XGBoost

Learn how to log XGBoost metadata to Neptune

What will you get with this integration?

XGBoost is an optimized distributed gradient boosting library designed to be highly efficient, flexible and portable. It implements machine learning algorithms under the Gradient Boosting framework.

Neptune + XGBoost integration, lets you automatically log many types of metadata during training.

What is logged?

metrics

parameters

learning rate

pickled model

visualizations (feature importance chart and trees visualizations)

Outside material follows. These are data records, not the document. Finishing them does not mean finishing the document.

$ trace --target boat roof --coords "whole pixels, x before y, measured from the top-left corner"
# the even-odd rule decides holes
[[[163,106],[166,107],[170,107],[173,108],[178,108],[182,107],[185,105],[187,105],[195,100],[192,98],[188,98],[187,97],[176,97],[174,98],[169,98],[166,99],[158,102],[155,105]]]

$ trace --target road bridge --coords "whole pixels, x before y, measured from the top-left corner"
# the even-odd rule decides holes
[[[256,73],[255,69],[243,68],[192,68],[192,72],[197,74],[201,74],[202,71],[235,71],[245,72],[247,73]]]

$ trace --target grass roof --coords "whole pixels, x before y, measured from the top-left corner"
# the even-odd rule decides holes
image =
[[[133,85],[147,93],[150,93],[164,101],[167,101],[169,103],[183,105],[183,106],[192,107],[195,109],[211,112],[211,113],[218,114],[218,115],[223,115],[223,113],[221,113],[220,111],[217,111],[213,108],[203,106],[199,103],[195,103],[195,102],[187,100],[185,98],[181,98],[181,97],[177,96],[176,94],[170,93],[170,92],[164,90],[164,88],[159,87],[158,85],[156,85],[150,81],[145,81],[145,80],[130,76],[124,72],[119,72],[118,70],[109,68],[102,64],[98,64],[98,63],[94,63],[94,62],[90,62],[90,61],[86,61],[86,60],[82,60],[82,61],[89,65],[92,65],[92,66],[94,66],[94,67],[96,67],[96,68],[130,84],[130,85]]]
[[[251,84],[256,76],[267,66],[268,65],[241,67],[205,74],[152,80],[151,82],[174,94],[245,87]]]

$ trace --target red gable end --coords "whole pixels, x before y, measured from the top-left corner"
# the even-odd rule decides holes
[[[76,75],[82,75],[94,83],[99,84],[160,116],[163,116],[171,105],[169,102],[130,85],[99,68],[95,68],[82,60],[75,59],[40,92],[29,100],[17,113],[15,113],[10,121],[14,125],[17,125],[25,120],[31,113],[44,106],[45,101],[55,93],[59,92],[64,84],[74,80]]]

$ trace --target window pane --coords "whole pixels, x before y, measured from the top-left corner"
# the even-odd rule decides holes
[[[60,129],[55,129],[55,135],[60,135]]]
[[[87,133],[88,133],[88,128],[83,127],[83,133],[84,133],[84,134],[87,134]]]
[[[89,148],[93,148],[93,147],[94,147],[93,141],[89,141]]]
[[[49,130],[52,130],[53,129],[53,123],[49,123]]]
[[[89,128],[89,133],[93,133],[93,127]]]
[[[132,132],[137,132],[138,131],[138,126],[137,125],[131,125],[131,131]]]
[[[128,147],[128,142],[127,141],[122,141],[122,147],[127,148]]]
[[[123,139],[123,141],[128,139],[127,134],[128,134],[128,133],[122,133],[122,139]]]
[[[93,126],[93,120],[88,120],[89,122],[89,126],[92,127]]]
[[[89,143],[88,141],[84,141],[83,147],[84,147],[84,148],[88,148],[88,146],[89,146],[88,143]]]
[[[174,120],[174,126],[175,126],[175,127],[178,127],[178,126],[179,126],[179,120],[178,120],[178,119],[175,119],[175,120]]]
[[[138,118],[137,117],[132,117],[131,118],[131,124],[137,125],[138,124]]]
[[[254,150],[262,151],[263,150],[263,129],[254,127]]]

hardware consumption (CPU, GPU, Memory)

stdout and stderr logs

training code and git commit information

Example dashboard with train-valid metrics and selected parameters

Where to start?

To get started with this integration, follow the quickstart below. You can also check more options section to see what you can do with this integration.

If you want to try it out now you can either:

Quickstart

This quickstart will show you how to:

  • install required libraries,

  • log metadata during training (metrics, parameters, pickled model, etc.),

  • check results in Neptune app.

At the end of this quickstart, you will be able to add Neptune to your XGBoost scripts and use it in your experimentation.

Install requirements

Before you start, make sure that:

Install neptune-client, xgboost and neptune-xgboost

This integration works with xgboost>=1.3.0. This release introduced new style Python callback API.

Depending on your operating system open a terminal or CMD and run this command. All required libraries are available via pip and conda:

This integration is tested with:

  • xgboost==1.4.2

  • neptune-xgboost==0.9.8

  • neptune-client==0.9.16.

We recommend to install these versions.

pip
conda
pip
pip install neptune-client==0.9.16 xgboost==1.4.2 neptune-xgboost==0.9.8
conda
conda install -c conda-forge \
neptune-client==0.9.16 xgboost==1.4.2 neptune-xgboost==0.9.8

For more help about neptune-client installation check:

Install psutil (optional, you can skip it)

If you want to have hardware monitoring logged (recommended) you should additionally install psutil.

pip
conda
pip
pip install psutil==5.8.0
conda
conda install psutil==5.8.0

Install graphviz (optional, you can skip it)

If you want to log visualized trees after training (recommended), you need to install graphviz.

Below installation is only for the pure Python interface to the graphviz software.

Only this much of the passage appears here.